This year’s San Francisco International Film Festival announced

Get ready for a massive injection of cinema. The 61st San Francisco International Film Festival opens April 4 and closes two weeks later on April 17. And you know what that means? For the third year in a row, the SFilm Fest conflicts with Passover. You would think that someone would check a Jewish calendar.

The festival opens with A Kid Like Jake, about a young boy who just might prefer to be a young girl. It closes with Don’t Worry, He Won’t Get Far on Foot, a biopic about quadriplegic cartoonist John Callahan, starring Joaquin Phoenix. In between, the April 12 Centerpiece will screen the locally-made Sorry To Bother You, Boots Riley’s satire about rising in the corporation while black. This movie will screen twice (same night, different times) at the Castro and Oakland’s Grand Lake. The Grand Lake screening is already sold out (there may be At Rush tickets).


A Kid Like Jake

Speaking about theaters, the New Mission will not be part of the Festival this year. And yes, this is because of Alamo Drafthouse’s issues with sexual harassment. The Festival’s Executive Director, Noah Cowan, hopes that the issues can be cleared up and that the New Mission can be part of the festival next year.

Venues that will be part of the festival include the Castro, Roxie, SFMOMA, Victoria, Dolby Cinema, and across the Bay, at the Pacific Film Archive.

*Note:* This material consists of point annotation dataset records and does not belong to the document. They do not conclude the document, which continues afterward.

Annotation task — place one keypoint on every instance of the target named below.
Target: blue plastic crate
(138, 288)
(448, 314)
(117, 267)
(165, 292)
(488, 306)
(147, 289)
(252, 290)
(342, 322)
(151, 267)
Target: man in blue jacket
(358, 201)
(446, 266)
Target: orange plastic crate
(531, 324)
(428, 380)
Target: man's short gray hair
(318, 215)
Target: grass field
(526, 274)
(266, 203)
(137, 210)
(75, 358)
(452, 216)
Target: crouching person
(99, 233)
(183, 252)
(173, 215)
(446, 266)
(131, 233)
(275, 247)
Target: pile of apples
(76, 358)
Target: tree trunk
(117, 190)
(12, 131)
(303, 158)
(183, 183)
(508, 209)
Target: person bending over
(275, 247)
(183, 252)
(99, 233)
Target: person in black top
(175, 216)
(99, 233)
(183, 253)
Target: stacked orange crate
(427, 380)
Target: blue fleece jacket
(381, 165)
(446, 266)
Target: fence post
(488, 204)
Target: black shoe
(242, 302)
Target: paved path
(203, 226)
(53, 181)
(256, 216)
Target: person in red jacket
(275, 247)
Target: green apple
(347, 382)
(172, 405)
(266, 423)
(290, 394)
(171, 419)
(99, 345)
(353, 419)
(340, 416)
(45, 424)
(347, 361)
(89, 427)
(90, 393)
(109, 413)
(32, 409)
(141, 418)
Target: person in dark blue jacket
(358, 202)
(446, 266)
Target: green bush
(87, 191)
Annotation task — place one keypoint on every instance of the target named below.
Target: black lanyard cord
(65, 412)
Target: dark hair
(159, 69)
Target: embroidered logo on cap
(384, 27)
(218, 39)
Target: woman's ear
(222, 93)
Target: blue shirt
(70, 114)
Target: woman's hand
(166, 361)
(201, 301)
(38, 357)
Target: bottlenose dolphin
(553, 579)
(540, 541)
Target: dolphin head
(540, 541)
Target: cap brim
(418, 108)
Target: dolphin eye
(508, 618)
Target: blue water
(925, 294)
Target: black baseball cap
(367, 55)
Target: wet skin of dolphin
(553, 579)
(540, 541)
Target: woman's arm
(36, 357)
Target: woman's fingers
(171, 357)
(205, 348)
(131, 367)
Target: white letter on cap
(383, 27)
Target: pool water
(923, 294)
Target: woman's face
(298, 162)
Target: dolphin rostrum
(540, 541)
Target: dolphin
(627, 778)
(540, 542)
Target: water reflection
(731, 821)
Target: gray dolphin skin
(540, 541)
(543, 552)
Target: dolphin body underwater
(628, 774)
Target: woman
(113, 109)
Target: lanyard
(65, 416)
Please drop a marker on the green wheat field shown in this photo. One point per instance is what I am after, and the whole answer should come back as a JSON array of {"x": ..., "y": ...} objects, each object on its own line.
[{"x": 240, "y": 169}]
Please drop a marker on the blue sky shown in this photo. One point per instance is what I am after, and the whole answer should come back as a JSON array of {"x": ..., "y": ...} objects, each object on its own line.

SFFilm doesn’t just present films. It also helps finance them. Four features and five shorts in this festival were made at least partly with SFFilm money. These include We the Animals, The Rescue List, and the above-mentioned Sorry To Bother You.


Sorry To Bother You

This festival has a tradition of screening silent films with unique and unconventional live music. Sometimes it works beautifully. Sometimes it stinks. This year, the silent film will be Yasujirô Ozu’s brilliant family comedy, I Was Born, But…, with music by an alt-rock group called Blonde Redhead. I have no idea if this will work.

It wouldn’t be a film festival if it didn’t honor filmmakers. Both Charlize Theron and Wayne Wang will receive tributes. The Theron event will include a screening of her newest film, Tully. Wang’s celebration will screen his 1995 film, Smoke. Nathaniel Dorsky will receive the Persistence of Vision Award. The George Gund III Craft of Cinema Award goes to Rob Epstein & Jeffrey Friedman, with a screening of their short documentary, End Game. The Mel Novikoff Award, given to someone who has enhanced the film-going public’s appreciation of world cinema, goes to Columbia University Professor Annette Insdorf. I’m not familiar with her, but I like her choice for a movie to screen: Ernst Lubitsch’s To Be or Not to Be
(you can read my Blu-ray review). Canadian filmmaker Guy Maddin will give the State of Cinema Address.


To Be or Not to Be

This year’s festival has quite a few biographical documentaries, covering the lives of Robin Williams, Fred Rogers, Hal Ashby, and Ruth Bader Ginsburg.

In all, this year’s festival will screen 183 films, including 57 narrative features, 37 documentary features, four new vision features (I’m not sure what that means, either), two episodic programs (in other words, parts of TV shows), and 83 shorts. The films will be in 46 different languages. Eight will be world premieres, and six will be US premieres.

Don’t even think of trying to see all of them.

I’ll be reporting on what to see and what to skip before and through the festival. Check my SF Intl 2018 category to see what I’ve written.

One thought on “This year’s San Francisco International Film Festival announced

  1. The New Visions category has been a key part of the Golden Gate Award for short-form work for decades. It includes work that defies easy classification into narrative, documentary, and animation categories. Some of the work falls derives from the experimental film traditions founded by folks like Oskar Fishinger, Maya Deren, Stan Brakhage, etc. or the video art & installation world, but some of it defies even those handy classifications.

    For the last couple years the festival has carved out a category of form-expanding features in a similar spirit. The catalog this year calls it “vanguard” but I guess they interchange that with “Mew Vision” as well. This year’s slate includes a collage work made up entirely of shots of outer space from other films, a documentary/fiction hybrid from a director whose past work tries to get the viewer to question the line between fiction and non-fiction, something called Carcasse I know nothing about beyond the program description positing it as the “first science-fiction documentary”, and a political essay film that, if it resembles its director’s prior work I’ve seen, will visually consist of depopulated landscape shots.